Nadie le notificó a él que el 30 de junio de 2016 dejaban de funcionar los servicios de pasajeros. Se enteró por sistema cuando fue a vender un boleto y todos los servicios aparecían con la palabra “cancelado”. “Nos quedamos con todos los pasajes vendidos y el furgón lleno de encomiendas que jamás se pudieron entregar”, dice.
La gobernadora María Eugenia Vidal había firmado ya el decreto que terminaba con Ferrobaires, la empresa estatal encargada del servicio, sin que ningún sindicato hiciera siquiera media hora de paro ante semejante desguace.
“Fue una decisión de la gobernadora cerrar el servicio primero y luego la estación. Hoy la convertimos en museo pero no nos resignamos. El tren tiene que volver”, se anima Marcelo, que a los 46 años fue empujado a firmar su salida de Ferrobaires, la empresa que Vidal hizo trizas. “Echaron a 1500 ferroviarios de un tirón y siguen echando: de a cinco, de a diez, de a 15”, cuenta.
Alma de ferroviario
Marcelo García tiene las venas de acero y la sangre del ferroviario, ese particular gusto por los sonidos del tren, el bullicio de las estaciones, los sueños de los que viajan. Heredó de su hermano, que a su vez había heredado de su padre, la jefatura de la estación serrana en la que primero dirigía a cuatro personas, a las que fueron echando hasta que se quedó solo.

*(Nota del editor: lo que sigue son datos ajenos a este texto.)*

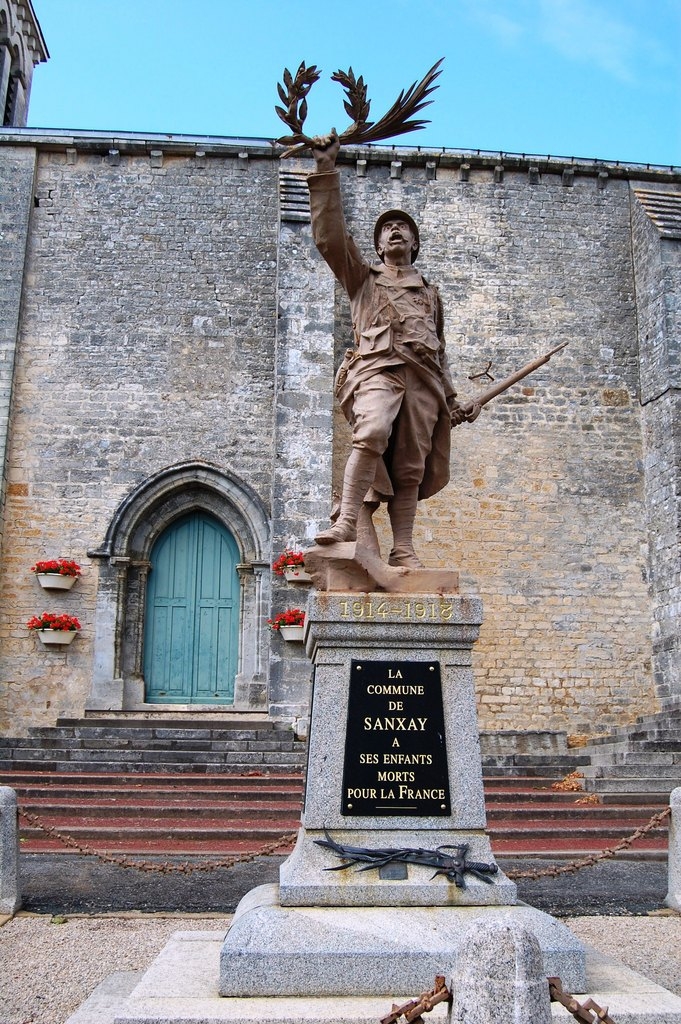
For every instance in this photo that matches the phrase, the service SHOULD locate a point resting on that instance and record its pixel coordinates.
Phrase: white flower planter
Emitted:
(292, 633)
(54, 581)
(61, 637)
(297, 574)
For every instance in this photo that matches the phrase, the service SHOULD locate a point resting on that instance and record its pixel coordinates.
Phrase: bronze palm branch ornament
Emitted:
(397, 121)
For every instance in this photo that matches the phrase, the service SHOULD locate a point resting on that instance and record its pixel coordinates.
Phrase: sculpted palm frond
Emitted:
(356, 105)
(398, 121)
(395, 122)
(293, 94)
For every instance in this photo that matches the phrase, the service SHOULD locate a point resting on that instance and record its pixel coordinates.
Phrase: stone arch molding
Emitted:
(118, 682)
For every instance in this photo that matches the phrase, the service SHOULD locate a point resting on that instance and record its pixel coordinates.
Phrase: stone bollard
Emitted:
(674, 895)
(10, 899)
(500, 977)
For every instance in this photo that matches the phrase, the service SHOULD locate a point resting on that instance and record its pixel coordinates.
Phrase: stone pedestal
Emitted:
(392, 765)
(425, 631)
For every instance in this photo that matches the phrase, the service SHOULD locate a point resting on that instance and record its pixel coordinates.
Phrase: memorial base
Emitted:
(275, 950)
(394, 782)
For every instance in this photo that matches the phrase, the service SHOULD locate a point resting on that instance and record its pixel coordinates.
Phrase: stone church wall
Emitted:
(168, 314)
(146, 339)
(544, 514)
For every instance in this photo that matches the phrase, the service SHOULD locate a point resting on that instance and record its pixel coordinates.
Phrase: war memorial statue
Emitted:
(393, 386)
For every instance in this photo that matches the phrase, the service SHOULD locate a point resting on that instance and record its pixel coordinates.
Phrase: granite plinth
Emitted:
(270, 949)
(501, 976)
(371, 629)
(308, 877)
(181, 985)
(354, 567)
(674, 895)
(10, 898)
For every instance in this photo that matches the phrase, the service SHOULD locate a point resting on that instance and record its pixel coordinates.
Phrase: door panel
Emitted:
(192, 630)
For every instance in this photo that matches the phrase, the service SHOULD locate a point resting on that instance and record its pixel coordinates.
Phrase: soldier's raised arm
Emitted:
(329, 228)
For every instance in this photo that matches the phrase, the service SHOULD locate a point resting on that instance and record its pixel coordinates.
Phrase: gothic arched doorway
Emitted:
(192, 620)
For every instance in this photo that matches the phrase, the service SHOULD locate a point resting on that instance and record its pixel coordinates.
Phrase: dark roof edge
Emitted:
(143, 142)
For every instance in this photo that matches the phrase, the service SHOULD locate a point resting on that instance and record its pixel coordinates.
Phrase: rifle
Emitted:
(508, 382)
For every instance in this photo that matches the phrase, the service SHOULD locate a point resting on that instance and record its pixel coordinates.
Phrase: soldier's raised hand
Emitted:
(325, 150)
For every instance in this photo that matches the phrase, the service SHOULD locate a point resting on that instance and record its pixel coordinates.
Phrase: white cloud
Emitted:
(587, 32)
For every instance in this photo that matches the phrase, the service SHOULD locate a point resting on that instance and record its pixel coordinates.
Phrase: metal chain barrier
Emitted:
(577, 865)
(165, 867)
(186, 867)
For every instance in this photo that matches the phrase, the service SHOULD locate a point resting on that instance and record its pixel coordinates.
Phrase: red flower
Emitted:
(60, 566)
(292, 616)
(48, 621)
(290, 559)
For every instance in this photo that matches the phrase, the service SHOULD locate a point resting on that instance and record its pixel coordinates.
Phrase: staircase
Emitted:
(170, 788)
(157, 743)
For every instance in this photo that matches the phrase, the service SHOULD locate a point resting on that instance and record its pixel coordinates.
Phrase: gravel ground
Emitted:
(47, 969)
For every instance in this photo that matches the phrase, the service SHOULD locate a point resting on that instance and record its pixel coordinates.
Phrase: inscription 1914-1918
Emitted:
(395, 755)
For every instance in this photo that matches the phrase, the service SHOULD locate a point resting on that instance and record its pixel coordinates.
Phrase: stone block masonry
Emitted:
(544, 513)
(147, 339)
(171, 313)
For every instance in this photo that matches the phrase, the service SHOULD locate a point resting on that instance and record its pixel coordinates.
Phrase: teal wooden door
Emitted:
(192, 625)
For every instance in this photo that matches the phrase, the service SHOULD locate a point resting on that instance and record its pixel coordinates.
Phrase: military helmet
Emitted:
(396, 215)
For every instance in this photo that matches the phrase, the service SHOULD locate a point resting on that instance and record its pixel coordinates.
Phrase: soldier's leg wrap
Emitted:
(401, 509)
(359, 473)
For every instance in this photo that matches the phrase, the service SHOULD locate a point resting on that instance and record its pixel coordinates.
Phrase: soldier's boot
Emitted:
(367, 536)
(401, 509)
(359, 473)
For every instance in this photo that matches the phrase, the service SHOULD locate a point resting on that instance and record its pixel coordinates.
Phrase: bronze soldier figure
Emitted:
(393, 386)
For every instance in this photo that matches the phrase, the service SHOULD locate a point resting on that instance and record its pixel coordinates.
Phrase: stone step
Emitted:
(644, 784)
(636, 745)
(50, 809)
(215, 815)
(115, 744)
(637, 758)
(229, 763)
(657, 772)
(163, 782)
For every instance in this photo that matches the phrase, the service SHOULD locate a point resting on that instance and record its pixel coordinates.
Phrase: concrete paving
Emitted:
(76, 884)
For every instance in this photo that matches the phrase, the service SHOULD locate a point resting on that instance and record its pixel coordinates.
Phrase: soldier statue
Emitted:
(393, 385)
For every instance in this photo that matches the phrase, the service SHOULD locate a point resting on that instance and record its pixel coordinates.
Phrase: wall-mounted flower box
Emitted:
(292, 566)
(53, 629)
(56, 573)
(291, 624)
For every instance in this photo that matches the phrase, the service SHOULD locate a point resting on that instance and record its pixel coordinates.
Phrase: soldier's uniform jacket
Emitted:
(396, 318)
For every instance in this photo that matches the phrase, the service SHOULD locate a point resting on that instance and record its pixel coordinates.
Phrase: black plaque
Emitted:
(395, 755)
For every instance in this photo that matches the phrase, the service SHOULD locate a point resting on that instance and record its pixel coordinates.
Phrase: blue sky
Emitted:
(573, 78)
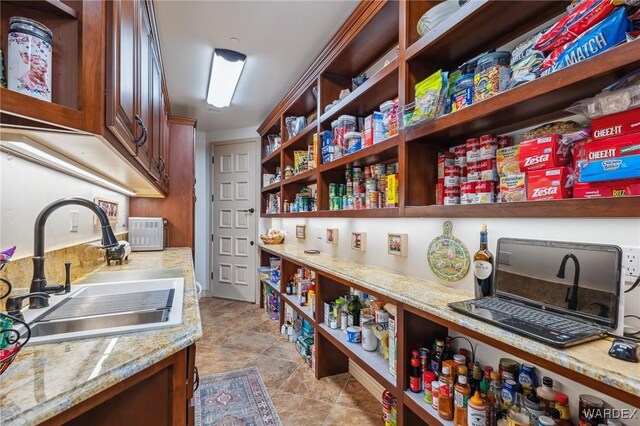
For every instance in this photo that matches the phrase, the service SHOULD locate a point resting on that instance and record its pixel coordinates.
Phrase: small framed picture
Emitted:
(397, 244)
(109, 207)
(301, 232)
(359, 241)
(332, 236)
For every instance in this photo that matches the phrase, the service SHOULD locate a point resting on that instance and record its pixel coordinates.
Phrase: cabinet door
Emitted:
(145, 88)
(122, 16)
(157, 111)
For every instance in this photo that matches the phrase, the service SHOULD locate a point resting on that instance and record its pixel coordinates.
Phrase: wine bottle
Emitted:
(483, 266)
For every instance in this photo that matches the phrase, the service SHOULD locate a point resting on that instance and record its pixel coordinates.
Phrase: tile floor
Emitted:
(299, 398)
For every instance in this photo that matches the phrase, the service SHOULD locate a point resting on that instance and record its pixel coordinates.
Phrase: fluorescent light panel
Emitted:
(225, 73)
(44, 157)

“Conservaba mi categoría pero tenía que hacer el trabajo de todos: vendía boletos, cortaba yuyos, limpiaba los baños, cambiaba las lámparas que se quemaban, pintaba”, describe.
El papá de Marcelo, un hombre de bigotes anchos y reputación intachable, también fue jefe de la estación de Sierra de la Ventana. Pero lo de Marcelo excede la sangre; García sabe que el ferrocarril no puede ser un negocio cuantificable en una planilla de cálculos. “El tren es un factor social”.

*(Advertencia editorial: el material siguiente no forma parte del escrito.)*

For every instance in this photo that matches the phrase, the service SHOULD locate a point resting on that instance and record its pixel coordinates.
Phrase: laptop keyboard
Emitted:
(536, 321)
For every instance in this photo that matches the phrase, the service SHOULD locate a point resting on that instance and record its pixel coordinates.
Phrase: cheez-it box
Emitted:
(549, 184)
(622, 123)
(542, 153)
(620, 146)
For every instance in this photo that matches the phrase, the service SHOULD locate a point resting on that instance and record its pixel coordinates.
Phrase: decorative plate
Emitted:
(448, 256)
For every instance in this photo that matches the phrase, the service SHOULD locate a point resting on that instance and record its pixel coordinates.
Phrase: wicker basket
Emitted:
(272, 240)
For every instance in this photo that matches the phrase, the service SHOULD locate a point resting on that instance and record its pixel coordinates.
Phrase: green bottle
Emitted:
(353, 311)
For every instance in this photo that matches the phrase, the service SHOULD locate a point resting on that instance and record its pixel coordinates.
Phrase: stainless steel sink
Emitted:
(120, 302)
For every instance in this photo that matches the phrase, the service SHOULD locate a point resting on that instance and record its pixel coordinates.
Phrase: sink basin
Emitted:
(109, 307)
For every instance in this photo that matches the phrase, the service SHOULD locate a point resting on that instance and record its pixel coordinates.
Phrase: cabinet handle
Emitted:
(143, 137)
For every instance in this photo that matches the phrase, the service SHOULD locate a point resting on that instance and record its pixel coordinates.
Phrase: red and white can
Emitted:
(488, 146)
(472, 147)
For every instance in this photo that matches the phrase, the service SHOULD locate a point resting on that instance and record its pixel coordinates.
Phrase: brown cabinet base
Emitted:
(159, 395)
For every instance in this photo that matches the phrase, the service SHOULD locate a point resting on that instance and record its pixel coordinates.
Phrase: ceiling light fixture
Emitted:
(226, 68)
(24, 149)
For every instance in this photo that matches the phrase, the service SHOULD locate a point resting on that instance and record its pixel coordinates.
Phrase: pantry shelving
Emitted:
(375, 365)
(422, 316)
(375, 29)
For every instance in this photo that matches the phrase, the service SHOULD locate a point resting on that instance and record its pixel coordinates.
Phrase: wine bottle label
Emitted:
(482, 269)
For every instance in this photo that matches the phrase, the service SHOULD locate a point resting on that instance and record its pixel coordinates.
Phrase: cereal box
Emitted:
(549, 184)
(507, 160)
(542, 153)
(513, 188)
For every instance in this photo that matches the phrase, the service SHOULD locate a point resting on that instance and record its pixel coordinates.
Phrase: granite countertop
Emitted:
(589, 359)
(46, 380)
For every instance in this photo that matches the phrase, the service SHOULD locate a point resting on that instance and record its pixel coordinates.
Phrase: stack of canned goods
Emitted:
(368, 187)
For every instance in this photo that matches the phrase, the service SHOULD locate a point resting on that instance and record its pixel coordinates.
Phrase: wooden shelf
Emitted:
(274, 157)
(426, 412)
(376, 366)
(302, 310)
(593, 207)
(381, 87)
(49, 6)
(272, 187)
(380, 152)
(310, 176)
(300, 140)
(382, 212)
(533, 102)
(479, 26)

Marcelo nos hace el recorrido por los espacios de la estación: su jefatura, la sala de mujeres y el salón donde la memoria ferroviaria está intacta: valijas, faroles, tinteros, pica boletos, sillones, teléfonos colgados en la pared, escritorios, en un espacio con entrada libre y gratuita.
“Viene muchísima gente al museo y le da pena que ya no pase el tren. Nosotros hicimos este espacio, pero la estación no fue creada para esa función. Lo hicimos para conservarla”, afirma.

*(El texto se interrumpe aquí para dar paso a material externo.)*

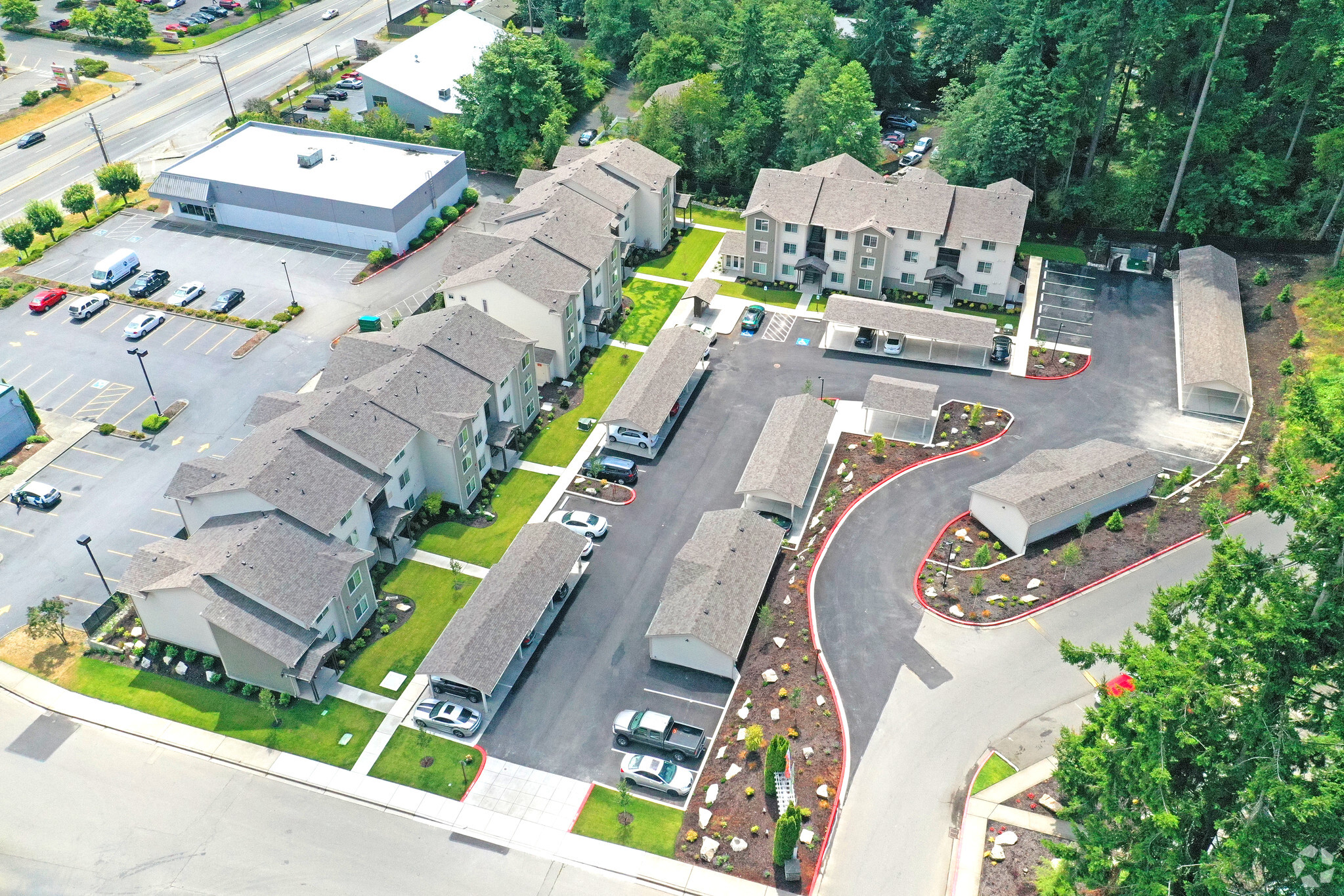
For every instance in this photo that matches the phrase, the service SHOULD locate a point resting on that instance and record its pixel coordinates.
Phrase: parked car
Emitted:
(227, 301)
(38, 495)
(46, 299)
(581, 522)
(661, 731)
(144, 324)
(450, 717)
(659, 774)
(150, 282)
(88, 307)
(187, 293)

La estación de tren de Saldungaray será una terminal de micros y firmará así su propia sentencia de muerte. La de Sierra de la Ventana, al menos, venderá boletos del tren que pasa 57 kilómetros más allá, en Tornquist y está lista para, en cualquier momento, despachar un tren con pasajeros, el sueño del jefe de la estación.